Schindler reported a mixed first quarter with year-over-year growth in orders and revenue but a margin contraction driven largely by steel cost inflation. The company's operating profit margin contracted by 100 basis points year over year to 8%. Supply chain disruptions continued to affect order execution with the book/bill ratio above 1 times, at 1.2 times, and order growth outpaced revenue growth significantly. Orders grew by 7.7% while revenue was up just 1%. We maintain our fair value estimate and wide moat rating.
Company Report

Schindler's long-term revenue growth is modest, but stable. Roughly 70% of group revenue comes from Western markets, where growth is dependent on upgrades to existing elevators as opposed to new installation growth. (Developing markets have higher new installation growth potential due to urbanization and multidwelling unit growth.) The U.S. and Europe account for roughly 60% of the global market for elevator existing upgrades or "modernizations." While revenue growth from modernization might be slower in the short term relative to new installations, they can underpin margins and returns as they offer lower cost revenue from a sales standpoint. Modernizations eventually become required spending by customers due to safety reasons and are mainly carried but the OEM.
Stock Analyst Note

Schindler's stock sold off by around 5% at the time of writing with the new management warning of a 20% drop in first-half 2022 adjusted operating profit year over year. Shares are trading modestly below our fair value estimate, which we maintain along with our wide moat rating. Schindler has clearly lagged on execution relative to peers Kone and Otis, long trailing both on margins but 2022 guidance implies an even lower margin, which we estimate down around 100 basis points below the 11% reported in 2021. However, we think new management may be wiping the slate clean, or "kitchen-sinking," with the margin pressure warning ahead of its strategy announcement sometime in the summer. We see the margin weakness guided for the first half as driven by temporary factors and self-inflicted wounds, with raw material cost inflation and the company's own spend to connect its elevator base.
Stock Analyst Note

Schindler management expects 2022 to be a slower year in China's new installation growth after government-imposed restrictions on new debt issues to property developers and mortgages to individuals.
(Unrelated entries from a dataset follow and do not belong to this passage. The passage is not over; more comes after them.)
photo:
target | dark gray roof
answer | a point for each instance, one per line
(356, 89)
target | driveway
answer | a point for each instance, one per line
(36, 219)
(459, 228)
We share management's view that eventually, credit is likely to become looser; however, we would not expect a full recovery in demand due to the shorter growth runway for the relatively high urbanization rate and likely lower speculative demand for land and property purchases. China's urbanization rate is now 61%, from 51% in 2012, boosted by years of property sector growth and narrowing gap with more mature markets. This leaves a shorter runway for above-average sector growth. Running a scenario analysis, isolating our estimated exposure for Schindler to China's new installations, we see potential 7%-10% downside risk to our fair value estimate if the underlying base level of China's new equipment demand is 10%-25% lower than we previously expected. We maintain our fair value estimate and wide moat rating.
Stock Analyst Note

Should the Chinese property market spiral into lower property prices and sales and a broader developer liquidity crunch as a result of Evergrande's potential collapse, we believe the near-term credit loss risk for European capital goods suppliers will be moderate and manageable. From a valuation standpoint, the greater risk is a step down in medium-term Chinese property market growth prospects if banks tighten lending to property developers. For now, however, we are making no changes to our ratings or valuations.